Chronic hypoxia enhances 15-lipoxygenase-mediated vasorelaxation in rabbit arteries

15-Lipoxygenase (15-LO-1) metabolizes arachidonic acid (AA) to 11,12,15-trihydroxyeicosatrienoic acids (THETAs) and 15-hydroxy-11,12-epoxyeicosatrienoic acids (HEETA) that dilate rabbit arteries. Increased endothelial 15-LO-1 expression enhances arterial relaxations to agonists. We tested the effect of hypoxia on 15-LO-1 expression, THETA and HEETA synthesis, and relaxations in rabbit arteries.
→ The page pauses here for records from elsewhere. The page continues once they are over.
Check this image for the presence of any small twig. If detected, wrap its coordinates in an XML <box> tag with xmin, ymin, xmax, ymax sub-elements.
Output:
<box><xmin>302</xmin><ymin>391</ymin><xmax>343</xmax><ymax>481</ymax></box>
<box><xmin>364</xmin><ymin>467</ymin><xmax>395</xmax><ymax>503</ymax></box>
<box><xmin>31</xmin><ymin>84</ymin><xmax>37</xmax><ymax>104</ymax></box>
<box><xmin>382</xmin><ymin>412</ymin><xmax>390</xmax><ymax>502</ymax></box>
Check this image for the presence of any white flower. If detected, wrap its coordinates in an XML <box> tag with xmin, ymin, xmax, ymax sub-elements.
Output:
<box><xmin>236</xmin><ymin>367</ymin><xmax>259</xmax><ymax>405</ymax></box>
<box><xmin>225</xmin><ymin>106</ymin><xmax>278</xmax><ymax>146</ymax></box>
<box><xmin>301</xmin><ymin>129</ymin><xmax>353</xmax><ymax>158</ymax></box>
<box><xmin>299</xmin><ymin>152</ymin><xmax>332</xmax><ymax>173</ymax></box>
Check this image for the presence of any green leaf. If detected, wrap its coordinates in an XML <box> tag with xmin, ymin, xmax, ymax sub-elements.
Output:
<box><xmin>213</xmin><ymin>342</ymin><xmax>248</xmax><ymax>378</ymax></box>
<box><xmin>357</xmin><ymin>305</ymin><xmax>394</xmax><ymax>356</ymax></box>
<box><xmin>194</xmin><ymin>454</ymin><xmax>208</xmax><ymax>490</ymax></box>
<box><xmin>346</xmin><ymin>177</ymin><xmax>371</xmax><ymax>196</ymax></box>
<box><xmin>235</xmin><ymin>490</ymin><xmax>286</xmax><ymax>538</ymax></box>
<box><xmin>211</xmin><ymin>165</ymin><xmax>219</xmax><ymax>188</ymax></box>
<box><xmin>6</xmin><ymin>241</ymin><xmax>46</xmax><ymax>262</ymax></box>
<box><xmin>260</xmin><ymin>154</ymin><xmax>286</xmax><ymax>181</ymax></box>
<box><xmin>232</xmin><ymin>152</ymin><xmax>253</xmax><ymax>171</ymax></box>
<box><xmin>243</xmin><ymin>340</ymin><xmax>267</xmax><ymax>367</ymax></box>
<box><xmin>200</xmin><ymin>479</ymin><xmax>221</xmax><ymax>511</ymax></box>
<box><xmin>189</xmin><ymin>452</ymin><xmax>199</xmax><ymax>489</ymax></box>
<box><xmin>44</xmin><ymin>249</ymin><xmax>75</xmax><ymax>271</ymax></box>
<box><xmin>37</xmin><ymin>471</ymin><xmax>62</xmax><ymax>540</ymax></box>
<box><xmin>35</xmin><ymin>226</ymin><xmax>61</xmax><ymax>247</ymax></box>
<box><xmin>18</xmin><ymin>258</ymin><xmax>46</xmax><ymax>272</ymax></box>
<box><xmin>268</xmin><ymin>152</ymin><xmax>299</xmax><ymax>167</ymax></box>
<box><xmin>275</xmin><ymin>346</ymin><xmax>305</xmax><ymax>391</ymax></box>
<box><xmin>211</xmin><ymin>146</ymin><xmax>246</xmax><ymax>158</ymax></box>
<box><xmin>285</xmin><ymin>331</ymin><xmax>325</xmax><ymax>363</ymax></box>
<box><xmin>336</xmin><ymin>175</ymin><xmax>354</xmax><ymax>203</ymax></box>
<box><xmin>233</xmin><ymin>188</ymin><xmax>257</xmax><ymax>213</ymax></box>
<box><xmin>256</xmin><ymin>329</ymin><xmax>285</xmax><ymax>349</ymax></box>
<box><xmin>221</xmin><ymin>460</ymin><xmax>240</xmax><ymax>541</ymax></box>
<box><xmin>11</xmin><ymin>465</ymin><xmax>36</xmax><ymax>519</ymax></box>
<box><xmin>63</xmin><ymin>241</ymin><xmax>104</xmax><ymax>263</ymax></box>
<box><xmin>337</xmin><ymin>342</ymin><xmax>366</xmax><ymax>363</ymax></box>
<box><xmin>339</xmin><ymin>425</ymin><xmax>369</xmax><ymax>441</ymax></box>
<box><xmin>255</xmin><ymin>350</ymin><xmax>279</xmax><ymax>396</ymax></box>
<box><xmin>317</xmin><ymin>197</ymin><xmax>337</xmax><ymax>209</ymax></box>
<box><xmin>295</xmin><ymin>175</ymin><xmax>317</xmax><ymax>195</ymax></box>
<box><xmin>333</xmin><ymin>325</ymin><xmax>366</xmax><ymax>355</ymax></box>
The incubation of rabbit aortic endothelial cells and isolated aortas in 0.7% O2 increased 15-LO-1 expression. Rabbits were housed in a hypoxic atmosphere of 12% O2 for 5 days. 15-LO-1 expression increased in the endothelium of the arteries of rabbits in 12% O2 compared with room air. THETA and HEETA synthesis was also enhanced in aortas and mesenteric arteries. AA hyperpolarized the smooth muscle cells in indomethacin- and phenylephrine-treated mesenteric arteries of hypoxic rabbits from −29.4 ± 1 to −50.1 ± 3 mV. The hyperpolarization to AA was less in arteries of normoxic rabbits (from −26.0 ± 2 to −37 ± 2 mV). This AA-induced hyperpolarization was inhibited by the 15-LO inhibitor BW-755C. Nitric oxide and prostaglandin-independent maximum relaxations to acetylcholine (79.7 ± 2%) and AA (38.3 ± 4%) were enhanced in mesenteric arteries from hypoxic rabbits compared with the normoxic rabbits (49.7 ± 6% and 19.9 ± 2%, respectively). These relaxations were inhibited by BW-755C and nordihydroguaiaretic acid. Therefore, hypoxia increased the relaxations to agonists in the rabbit mesenteric arteries by enhancing endothelial 15-LO-1 expression and synthesis of the hyperpolarizing factors THETA and HEETA.